The intention was to get rid of the strange artefact that fell from the sky, but this metonymical icon, thought to be sent from the Gods, the way I see it, represents in fact the Western globalised world in opposition with a very untouched territory with no contact with the outside world. I could also mention many other films such as Ocean’s Twelve (2004) and the James Bond film Casino Royale (2006) that feature Coca Cola in some of their scenes. Or more recently, what I find a very clever appropriation of the brand, the bottle has been used for fashion purposes, as figure 2 shows.
You may be wondering about the title. What is the relationship between Santa Claus and Coca Cola? Well, the connection at this time of the year is obvious, as we are surreptitiously announced that Christmas is coming and Santa Claus always features in the Coca Cola advertisements. It is now difficult not to conceive Christmas without Coke and Santa. The colour of the cans change to a glowing silver red and the advertising campaigns become stronger. In the UK, the Coca Cola truck is already touring some cities announcing that Christmas is coming to town (fig. 3), obviously transporting Coca Cola for everyone.
Consumerism has therefore surpassed the religious concept of the birth of Jesus Christ and Coca Cola became an icon associated with consumerism. Taking an existing idea and improving upon it, in the 1930s Coca Cola set the idea of Santa Claus. The artist Haddon H. Sundblom (1899-1976) created and designed from 1931 to 1964 the modern version of Santa, a fun and playful white-bearded, rosy-cheeked man, wearing a red coat (figures 4, 5 and 6).
(Figure 4) (1931 ad) http://www.prweek.com/uk/news/1108708/
(Figure 5) (1952 ad) http://jipemania.com/coke/1950/index2.html
Coca Cola managed to reinvent the tradition of Christmas by featuring Santa Claus in its Advertising Campaigns since the 1920s, based on a new social and economic paradigm: consumerism. Like all traditions, Christmas has also been invented. I’m not going here to expand on the origin of Christmas. If I did, I would have to go back to Constantine the Great and the establishment of Christianity.

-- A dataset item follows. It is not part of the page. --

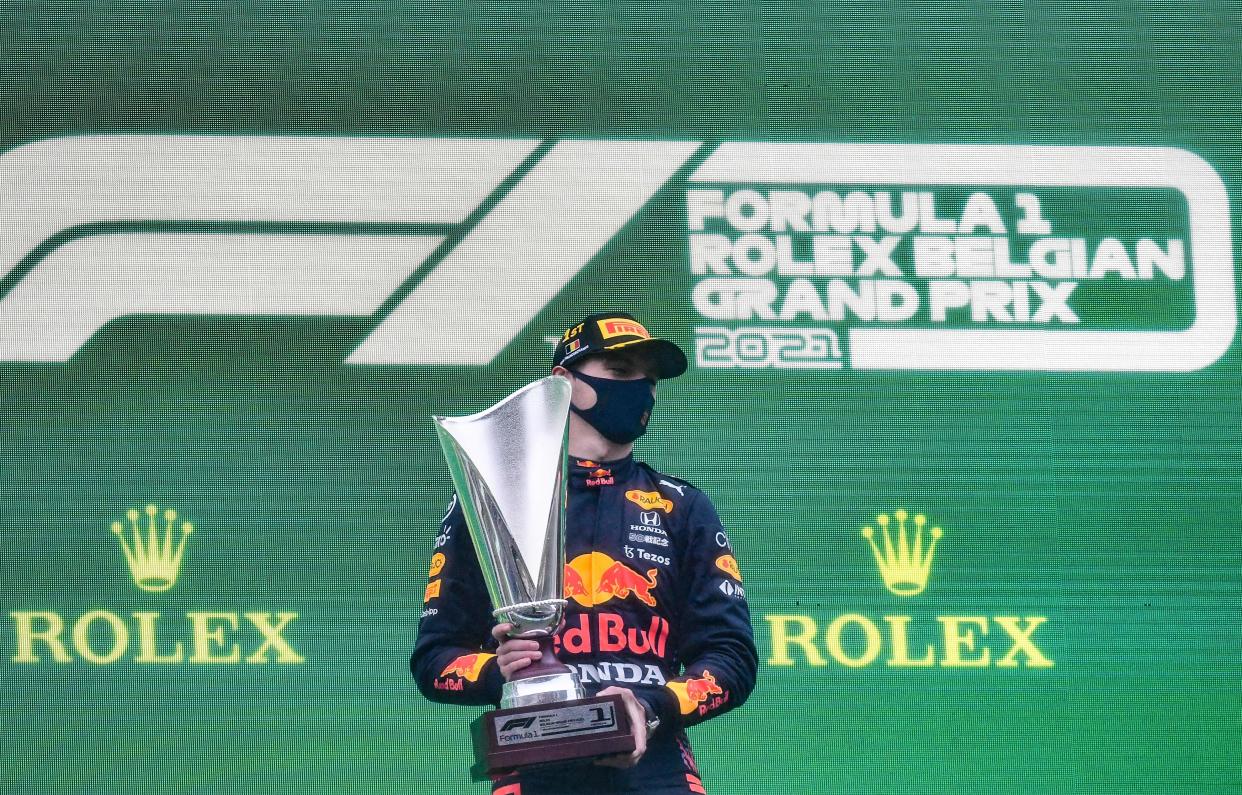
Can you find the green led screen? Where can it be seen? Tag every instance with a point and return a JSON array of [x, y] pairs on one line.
[[950, 270]]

I’m mainly interested in the commercial aspects of Christmas and its impact on popular culture. As John Storey (2008: 20) puts it: “Christmas was invented first and foremost as a commercial event. Everything that was revived or invented –decorations, cards, crackers, collections of carols, going to a pantomime, visiting Santa Claus and buying presents – all had one thing in common: they could be sold for a profit. (…) it was invented as a commercial festival.” These were actually the achievements of industrial capitalism.

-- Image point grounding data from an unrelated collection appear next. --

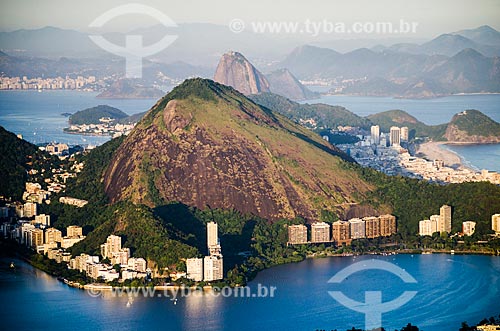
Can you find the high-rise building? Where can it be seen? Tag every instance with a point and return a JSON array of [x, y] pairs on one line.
[[297, 234], [212, 268], [495, 223], [395, 136], [341, 232], [372, 227], [30, 209], [42, 219], [445, 217], [375, 134], [320, 232], [468, 228], [436, 224], [212, 235], [213, 239], [113, 245], [404, 133], [425, 228], [357, 226], [194, 269], [387, 225], [52, 235], [121, 257], [74, 231], [36, 238]]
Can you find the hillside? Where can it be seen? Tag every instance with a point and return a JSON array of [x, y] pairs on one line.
[[472, 126], [282, 82], [401, 118], [92, 115], [325, 116], [205, 144], [236, 71], [18, 157]]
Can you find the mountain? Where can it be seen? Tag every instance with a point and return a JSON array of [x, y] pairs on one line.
[[18, 157], [127, 89], [401, 118], [485, 35], [236, 71], [92, 115], [447, 44], [306, 61], [282, 82], [323, 115], [205, 144], [467, 71], [472, 126]]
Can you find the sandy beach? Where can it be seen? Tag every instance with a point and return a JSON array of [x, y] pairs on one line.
[[433, 151]]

(Figure 6) (1964 ad) http://www.georgeladas.blogspot.pt/
Storey (22) upholds the idea that Christmas became in 19th century industrial Britain a commercial event invented by the new urban middle class with a firm emphasis on commercialism, backed up by the notion of charity driven by the kind of utopian nostalgia, the desire to return to a lost golden age, Merry England. Therefore, Santa Claus turned out to be the central figure of nativity, not Jesus Christ. Before the illustrations of Sundblom, Santa Claus might appear dressed in any colour. Red was not the official colour of Santa’s clothes. Between 1860 and 1930, Santa’s image gradually emerged and was developed until 1931. Sundblom’s coca cola advertisements represent the firm consolidation of a market economy that appropriates and reinvents traditions with a sole purpose, profit.
The phenomenon of “Coca-colonisation”, as Mckay (2008) describes it, transformed the image of Santa and perpetuated it as a normal part of our popular culture, making it something we take for granted, the inevitable association between Santa and coke.
Elisabete Mendes Silva
References:
Mckay, George (2008). “Consumption, Coca-colonisation, Cultural Resistance – and Santa Claus.” in Christmas, Ideology and Popular Culture. Edited by Sheila Whiteley. Edinburgh: Edinburgh University Press. 50-70.
Storey, John (2008). “The Invention of the English Christmas” in Christmas, Ideology and Popular Culture. Edited by Sheila Whiteley. Edinburgh: Edinburgh University Press. 17-31.